Ask if the child feels that somebody is out to hurt or
harm them; if the youngster ever felt people are talking about them behind their
back; if the adolescent thinks somebody is spying on them; if the youngster’s
eyes ever play tricks on them. Ask: Do you see people or visions that other
people don’t see? Ask if their ears play tricks on them --- hearing voices that
others don’t hear. Ask: Do these voices tell you what to do, or interfere with
you daily life?
- Ask about worries such as being away from
parents and worries about your parents getting hurt. Ask whether the
youngster thinks he worries more than other kids.

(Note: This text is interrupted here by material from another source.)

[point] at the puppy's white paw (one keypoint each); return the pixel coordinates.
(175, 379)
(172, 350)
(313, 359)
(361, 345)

- Ask the youngster about getting into
fights, using a weapon, stealing things, lying about his actions, starting
fires, and threatening people. Ask whether the adolescent feels he can get
emotionally close to people.
- You should recommend to
the child and her parents what they need, not just what you have to offer.

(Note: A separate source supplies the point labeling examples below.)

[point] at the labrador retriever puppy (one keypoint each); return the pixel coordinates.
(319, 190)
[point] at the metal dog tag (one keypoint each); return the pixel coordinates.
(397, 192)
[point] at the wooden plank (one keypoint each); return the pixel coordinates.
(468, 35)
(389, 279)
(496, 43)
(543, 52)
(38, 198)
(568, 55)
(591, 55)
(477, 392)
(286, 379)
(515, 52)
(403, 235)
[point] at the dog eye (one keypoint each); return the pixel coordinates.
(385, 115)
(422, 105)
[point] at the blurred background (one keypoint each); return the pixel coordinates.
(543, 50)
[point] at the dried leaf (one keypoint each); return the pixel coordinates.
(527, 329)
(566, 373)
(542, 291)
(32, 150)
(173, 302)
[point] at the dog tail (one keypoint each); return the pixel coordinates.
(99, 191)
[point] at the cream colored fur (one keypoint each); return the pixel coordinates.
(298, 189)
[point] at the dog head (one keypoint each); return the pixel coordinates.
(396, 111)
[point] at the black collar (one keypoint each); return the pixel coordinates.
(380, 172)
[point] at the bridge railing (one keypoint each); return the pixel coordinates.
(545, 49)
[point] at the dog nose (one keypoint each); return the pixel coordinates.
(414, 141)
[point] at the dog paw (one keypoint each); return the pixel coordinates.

For example, with experience, it will occur to you when to refer a
youngster to consider pharmacotherapy.
As far as I’m concerned
I have had great help from medical colleagues used to the administering of the
modern drugs…In all of these cases the therapeutic use of drugs did not in any
way interfere with the progress of the analysis, quite the contrary it helped
the analysis to maintain itself during phases when otherwise the patient might
have had to be hospitalized. --- Anna Freud
- Every youngster must have
a medical evaluation before you diagnose psychological disorders.
- The more diagnoses the
child has the more complicated the management of the problems.
- Don’t be afraid to get
help from colleagues. We do not understand the etiology of any
psychological disorder. Our diagnostic manual is akin to a birdwatcher’s
field guide --- we can describe clusters of symptoms but do not understand
why these symptoms go together.
As psychologists, we are about
at the level of chemistry before Mendeleev began to fill in the periodic table
of elements.
Much of our therapeutic efforts
are based on rules of thumb that are difficult to prove, and these notions are
vulnerable to crank ideas such as false memories of child sexual abuse and
fights between theoretical factions within the field.
Not all psychological problems
fit neatly into our diagnostic categories. These categories continue to evolve.
Diagnosis deferred, or I don’t know is acceptable. Not all problems have ready
solutions. When in doubt, tell the truth.